Update and more comprehensive eview of my visit to this exhibition back in February.

Prior to my visit to this exhibition I had been somewhat unaware of the developments, links and collaborations forged by Theo Van Doesburg during the early post World War1 period. The ‘Critical List’ in the Sunday Times states: “…The show is devoted to the founder of De Stijl and he shares the limelight with the work of 80 others. The result, though impressive, confuses.” On the contrary, my visit filled in a number of gaps in my own understanding of the transitions in art and design and lasting influences created during this period of the 20th century.

The exhibition is curated chronologically to show Van Doesburg’s early work – cubism and expressionism - and the subsequent development into the abstract that formed the beginnings of the De Stijl group and his later work up until his death in 1931. The work in the first two rooms clearly demonstrates the process and stages of reduction from figurative to abstraction, right down to the development of the De Stijl typeface with no curves; each letterform inscribed within a square or rectangle. Room four documents his work with architects prior to the beginning of De Stijl; his work with JJP Oud, stained glass windows, building facias and furniture that have clear visual links to the abstract colour work of both Van Doesburg and Piet Mondrian (Van Doesburg’s contemporary and fellow member of De Stijl).

The displays that document his interest in Dadaism and Constructivism and the Bauhaus are particularly interesting to me as a graphic designer.

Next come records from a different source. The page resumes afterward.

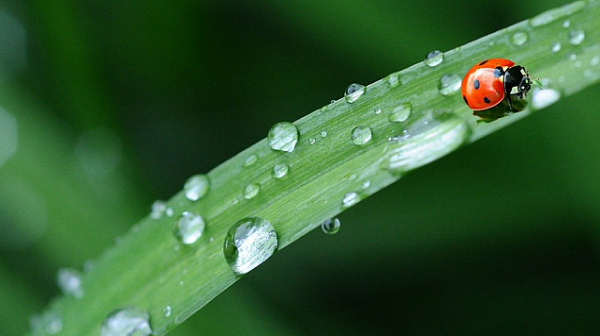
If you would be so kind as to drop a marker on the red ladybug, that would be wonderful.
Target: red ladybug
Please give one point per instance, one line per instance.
(492, 82)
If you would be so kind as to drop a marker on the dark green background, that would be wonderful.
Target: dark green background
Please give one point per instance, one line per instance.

In a letter to Tristan Tzara Van Doesburg comments: “The Dadaist spirit pleases me more and more…”. However, although he was willing to express these views, and link the direction and ethos of De Stijl to other movements, the work that he produced in the Dadaist spirit was hidden under the pseudonym of IK Bonset. The influence that artists such as Kurt Scwitters, El Lissitsky, Lazlo Moholy Nagy had on his work and that of his contemporaries can be seen here; collage, photo-montage and the adoption of the diagonal motif become more visible as his work develops. In fact, it was Van Doesburg’s adoption of diagonal themes (“Counter Compositions”) that led to Mondrian leaving De Stijl.

Van Doesburg had hoped to teach at the Bauhaus to spread the radical ideas of De Stijl. But having failed to secure a post, set up his own private courses where he rejected the Bauhaus’s emphasis on expressionism in favour of objectivity and machine production. Hand written registers are on show documenting these classes that attracted Bauhaus pupils and De Stijl’s eventual influence on Bauhaus teaching. By 1925 Van Doesburg was recruiting artists to De Stijl whose work was closer to Constructivism and his later paintings have adopted the distinct diagonal themes and grid structures, which he states “… eliminate aesthetic speculation.”

In all, there is much to absorb in this show and the influences and developments of that early 20th Century period still have recurring influences on current design trends.